Год назад в детской палате умерла одна из Салмановых сестренок. У Доспаевой в палате лежала. «По ее вине умерла», - клялась мать.
Салман, конечно, помнил: тоненько попискивала сестренка, а матери все не было - базарничала. Он хлеба принес, но девчонка не ела, выплевывала. Все он помнил, как было. Но он-то ничем не мог помочь. А в больнице и молоко есть и лекарства. Почему не вылечили? Ну ладно, сторож Мазитов для вас плохой работник. Но разве маленькая виновата? Других спасали, а ее не спасли. Такие уж вы люди, Доспаевы.
Салман не ленился, когда видел: есть возможность напакостничать Сауле. Ее характер он знал: для Саулешки мелочи не существуют, она выше всяких пустяков. Что ж, поглядим! Он был изобретателен на самые дурацкие мелочи и с мальчишеской мстительностью понимал, как может унизить Сауле, заставив ее думать о копеечных неприятностях. Как-то раз он заметил: она внимательно на него поглядела, и был рад, словно нашел на земле десятку: прежде Сауле Доспаева будто и не знала, что живет в поселке Салман Мазитов.

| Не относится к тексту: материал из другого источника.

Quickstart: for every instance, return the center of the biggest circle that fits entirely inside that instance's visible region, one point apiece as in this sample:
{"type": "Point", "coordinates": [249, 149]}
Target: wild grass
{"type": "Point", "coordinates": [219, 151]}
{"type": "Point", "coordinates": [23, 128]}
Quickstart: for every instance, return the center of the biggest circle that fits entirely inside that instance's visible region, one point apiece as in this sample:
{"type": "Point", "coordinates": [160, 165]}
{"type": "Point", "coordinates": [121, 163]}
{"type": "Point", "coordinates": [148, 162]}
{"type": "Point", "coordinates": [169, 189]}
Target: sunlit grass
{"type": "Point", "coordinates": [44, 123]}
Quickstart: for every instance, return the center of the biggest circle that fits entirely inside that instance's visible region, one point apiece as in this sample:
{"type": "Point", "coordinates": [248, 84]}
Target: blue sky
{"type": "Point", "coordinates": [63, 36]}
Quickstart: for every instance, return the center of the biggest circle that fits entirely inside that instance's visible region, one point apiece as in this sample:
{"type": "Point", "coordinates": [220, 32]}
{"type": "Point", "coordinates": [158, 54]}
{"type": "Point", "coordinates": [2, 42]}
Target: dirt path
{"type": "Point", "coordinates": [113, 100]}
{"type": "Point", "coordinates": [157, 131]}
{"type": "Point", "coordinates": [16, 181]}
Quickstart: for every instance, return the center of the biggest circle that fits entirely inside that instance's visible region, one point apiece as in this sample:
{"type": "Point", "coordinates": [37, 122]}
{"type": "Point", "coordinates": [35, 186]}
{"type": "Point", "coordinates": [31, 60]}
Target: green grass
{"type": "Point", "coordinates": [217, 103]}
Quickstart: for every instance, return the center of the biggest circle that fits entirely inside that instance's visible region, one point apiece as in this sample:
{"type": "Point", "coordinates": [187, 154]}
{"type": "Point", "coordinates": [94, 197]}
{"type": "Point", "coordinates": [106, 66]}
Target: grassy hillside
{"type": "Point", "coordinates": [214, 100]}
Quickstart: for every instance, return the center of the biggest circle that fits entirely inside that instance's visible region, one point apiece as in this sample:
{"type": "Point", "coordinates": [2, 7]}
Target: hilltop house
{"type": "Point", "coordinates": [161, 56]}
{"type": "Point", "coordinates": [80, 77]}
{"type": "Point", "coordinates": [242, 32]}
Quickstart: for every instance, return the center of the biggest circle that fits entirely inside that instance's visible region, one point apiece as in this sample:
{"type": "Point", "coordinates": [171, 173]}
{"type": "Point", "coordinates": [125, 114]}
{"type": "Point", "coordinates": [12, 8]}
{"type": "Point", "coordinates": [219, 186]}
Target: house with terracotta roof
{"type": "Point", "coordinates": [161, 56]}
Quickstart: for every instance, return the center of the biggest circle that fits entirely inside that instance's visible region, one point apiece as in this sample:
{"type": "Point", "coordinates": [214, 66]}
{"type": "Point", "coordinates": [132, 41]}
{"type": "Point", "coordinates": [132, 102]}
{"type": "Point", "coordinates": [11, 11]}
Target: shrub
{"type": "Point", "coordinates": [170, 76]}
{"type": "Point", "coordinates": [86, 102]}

Голова увидел его во дворе, остановил:
- Как живешь, Мазитов? Какие новости? - Морщины на большом лице выразили живейшее ожидание: будто Мазитов только и делал, что снабжал директора школы интересными новостями.
Салман - зубы на замок.
Морщины собрались в печальное выражение.
- Ты умный человек, Мазитов, даже слишком умный. А что у тебя получается? Горе от ума. Разве не так?
Салман не поддался на хитрость Головы. Прикинулся дураком и молчал.
- Я уезжаю, Мазитов, на неделю. Надеюсь, за это время ничего ре случится? Можешь обещать?
- Могу, - Салман разжал зубы. Обещать все можно. Такое место школа: больше обещай, меньше делай.
Салман знал: Гавриловна завела синюю папку, собирает документы, чтобы упечь Салмана в колонию. Папка сделалась очень толстая, но Голова к себе на стол не принял - у Гавриловны пока хранится. Салман много думал: чего ждет Голова? Так и не понял. Иногда пугался: что-то видит Голова, а Салман не видит, может крепко промахнуться.
***Фарида привела в городок Кольку и Нурлана. Колька держался неловко, а Нурлан - в белом плаще, хотя и грязноватом, зато модном - с чувством пожал руку Наталье Петровне:
- Наконец-то я имею удовольствие с вами познакомиться. Оч-чень приятно!
Наталья Петровна пришла в себя только на кухне; рассудила спокойно: каких манер требовать с восьмиклассника, выросшего в поселке?
Нурлан принес с собой гитару. Как он ею обзавелся - целая история.
Владелец его души, старый черт Мазитов, настойчиво подталкивал: знакомься с солдатами. В универмаге Нурлан приметил уверенного парня из городка, купившего китайскую вазочку на подставке черного дерева. Продавщица Рая, Фаридкина молодая тетка, хихикала и глазами стреляла; другой бы сомлел, а солдат взялся научно втолковывать - Райке! - какое древнее искусство перегородчатая эмаль, какую эмаль делали в Византии, какую в Китае. Рассказывал, а сам на Нурлана косился: «Погоди, парень, ты мне, кажется, пригодишься». Вышли вместе, и Нурлан показал солдату из-за пазухи золотистую шкурку. «Оч-чень интересно! - усмехнулся солдат, и к Нурлану тут же перешло-прилипло это шикарное «оч-чень». - Но этот товар, - солдат затолкал шкурку назад, под плащ Нурлана, - не по нынешней моде. Про дубленки слыхал? Вот и переходи на дубленки. Для ваших мест - перспективный бизнес… Ты, я вижу, человек деловой, - продолжал солдат в тоне доброго покровительства, ставящем Нурлана в положение услужливое: он это чувствовал, внутренне протестовал, но отделаться уже не мог. - Не поможешь ли мне раздобыть что-нибудь из старинных вещиц, из творений здешних умельцев?.. Ширпотреб, даже иноземный, меня мало интересует…»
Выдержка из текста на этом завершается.